Rick’s family is so easy. I know they can tell I don’t see very well, but when I accidentally drop my salad fork on the floor, Tammy just tells me where to find a new one. No one here seems to think I need to be babied.
Rick’s brother takes off right after dinner, and his parents are busy cleaning the kitchen. Rick pulls me into his lap and kisses me as we settle onto the sofa.
“Mmm . . .” he says with a grin. “You taste like pepperoni. I approve.”
“I’ll keep that in mind.”
There’s a clap from the kitchen and I jump and slide off Rick just as Craig comes around the corner. “There’s got to be a ballgame on this thing,” he says, scooping something off the coffee table. The next second, the TV is on and he’s flipping through channels. He stops on a Giants game and I settle into Rick’s side as he pulls me closer.
And I realize this is the first time since I’ve been home that I feel like myself.
Six
I PUT ON the Coke bottle glasses the optometrist gave me last week and look at the picture on my Mac screen for a long time. I didn’t smile when I clicked the close up of my face. I center the picture on my left eye and slowly tighten the magnification. There’s a black pupil in the middle of a light brown iris. I scan to my right eye, and with my limited vision, it looks pretty much the same. God, I hope it looks the same.

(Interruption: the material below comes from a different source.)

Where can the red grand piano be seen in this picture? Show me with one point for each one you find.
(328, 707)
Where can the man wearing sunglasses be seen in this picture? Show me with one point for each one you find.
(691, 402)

I have to zoom in even more before I can make out the scar cutting through my right eyebrow. Though I generally avoid looking in the mirror, on the occasions I’ve glanced up at myself, I’ve noticed that the scar isn’t the first thing I see anymore. Looking at the picture, it’s clear that it’s starting to fade—more pink now than red.
I reach for my face and finger along the scar from forehead to lips. It’s starting to feel smoother, blending into the skin around it. The doctor said it would do this—fade over time. I didn’t believe him.